Mycoplasma hominis colonizes the lower urogenital tract and is associated with urogenital infections, particularly bacterial vaginosis and non-gonococcal urethritis. It is also involved in extra genital infections, such as postpartum or post-abortion fever, in post-cesarean wound infections or after a hysterectomy. In neonates, it can cause meningitis, brain abscesses and eye infections. In adults, bacteremia, septic arthritis, osteitis, endocarditis, mediastinitis, brain abscesses and respiratory infections have been described. Most patients have predisposing factors, including immunosuppression, trauma, respiratory problems or post-manipulation and/or surgery of the genitourinary tract. It is considered a bacterium present in the normal micro flora in 20% of the male population and in 40% of the female population.
Mycoplasma genitalium is a facultative anaerobic organism and a recognized cause of nongonococcal urethritis in men. In women, M. genitalium has been associated with cervicitis, endometritis, pelvic inflammatory disease (PID), infertility, susceptibility to human immunodeficiency virus (HIV), and adverse birth outcomes, indicating a consistent relationship with female genital tract pathology. The long-term reproductive consequences of M. genitalium infection in asymptomatic individuals need to be investigated further.
Ureaplasma spp. are often isolated from human genital mucosa of individuals with a lack of symptoms. In humans, two major species, namely Ureaplasma parvum and Ureaplasma urealyticum (family Mycoplasmataceae, genus Ureaplasma) are part of the genital flora of men and women and are present in almost 70% of sexually active population. These bacteria cause inflammation and lead to chorioamnionitis, preterm deliveries, and premature rupture of membranes. Recently, their pathogenic roles on spermatogenesis and subsequent male infertility have been also suggested. Although both male and female carriers are asymptomatic, Ureaplasma spp. is occasionally isolated from the neonatal lesions of bronchopulmonary dysplasia, intraventricular haemorrhage, and necrotizing enterocolitis.

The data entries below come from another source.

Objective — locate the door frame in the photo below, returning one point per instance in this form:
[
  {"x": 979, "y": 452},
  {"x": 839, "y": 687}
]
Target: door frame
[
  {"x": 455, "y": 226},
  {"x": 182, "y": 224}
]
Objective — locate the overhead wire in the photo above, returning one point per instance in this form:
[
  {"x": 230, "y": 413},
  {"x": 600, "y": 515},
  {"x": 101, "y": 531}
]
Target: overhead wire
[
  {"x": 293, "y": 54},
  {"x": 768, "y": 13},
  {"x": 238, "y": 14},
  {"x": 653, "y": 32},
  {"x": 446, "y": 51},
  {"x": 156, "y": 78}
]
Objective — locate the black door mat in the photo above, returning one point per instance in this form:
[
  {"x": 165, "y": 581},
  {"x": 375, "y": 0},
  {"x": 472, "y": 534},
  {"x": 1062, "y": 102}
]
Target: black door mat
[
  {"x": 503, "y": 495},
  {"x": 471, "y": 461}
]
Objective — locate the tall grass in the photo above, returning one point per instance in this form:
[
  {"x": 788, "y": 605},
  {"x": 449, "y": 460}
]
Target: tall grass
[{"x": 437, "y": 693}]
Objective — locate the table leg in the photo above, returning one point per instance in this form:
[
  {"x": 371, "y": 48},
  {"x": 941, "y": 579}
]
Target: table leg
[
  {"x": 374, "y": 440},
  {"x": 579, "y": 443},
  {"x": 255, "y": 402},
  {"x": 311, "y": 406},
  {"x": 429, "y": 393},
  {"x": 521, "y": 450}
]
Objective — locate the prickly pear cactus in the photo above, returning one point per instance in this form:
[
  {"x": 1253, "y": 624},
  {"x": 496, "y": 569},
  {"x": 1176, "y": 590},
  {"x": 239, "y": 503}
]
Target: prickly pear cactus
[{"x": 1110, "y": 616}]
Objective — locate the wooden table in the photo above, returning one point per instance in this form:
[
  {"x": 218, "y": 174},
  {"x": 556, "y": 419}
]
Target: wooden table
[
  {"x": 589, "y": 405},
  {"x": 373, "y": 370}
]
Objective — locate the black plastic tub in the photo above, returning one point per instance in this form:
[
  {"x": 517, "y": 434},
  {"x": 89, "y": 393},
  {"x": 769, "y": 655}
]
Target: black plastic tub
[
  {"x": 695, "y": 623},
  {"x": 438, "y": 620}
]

Neisseria gonorrhoeae is an obligate human pathogen and is the etiological agent of gonorrhea. Syndromes include cervicitis in women, and urethritis, pharyngitis and proctitis in both sexes. If untreated, women may experience severe sequelae of pelvic inflammatory disease, chronic pelvic pain, ectopic pregnancy and tubal infertility, while men may develop epididymitis, prostatitis and urethral stricture.
Chlamydia trachomatis is a small intracellular bacterium that requires living cells to multiply. There are 18 serotypes; D-K are the ones that cause sexually transmitted infections, as well as neonatal infections. The majority of genital chlamydial infections in both males and females are asymptomatic. When symptoms do occur, lower urogenital tract infection can manifest as cervicitis in females and urethritis in males and females. Whether symptomatic or asymptomatic, untreated chlamydia can ascend to the upper genital tract. In males, this can cause epididymitis, which is not thought to be an important cause of long-term sequelae. However, in females, upper tract infection can result in pelvic inflammatory disease (PID), a spectrum of clinical disorders involving infection and inflammation of the uterus, fallopian tubes, ovaries, or adjacent peritoneum.
Conventional diagnostic assays, lack sensitivity, require viable organisms and thus special shipment conditions and, sometimes, invasive sampling. As nucleic acid amplification tests, as real time PCR, allow us to overcome some of these limitations. Several molecular diagnostic assays have recently been commercialized to assist the syndromic diagnosis of STIs. In addition, their implicit multiplexing capacity allows for the detection of multiple pathogens in a single sample.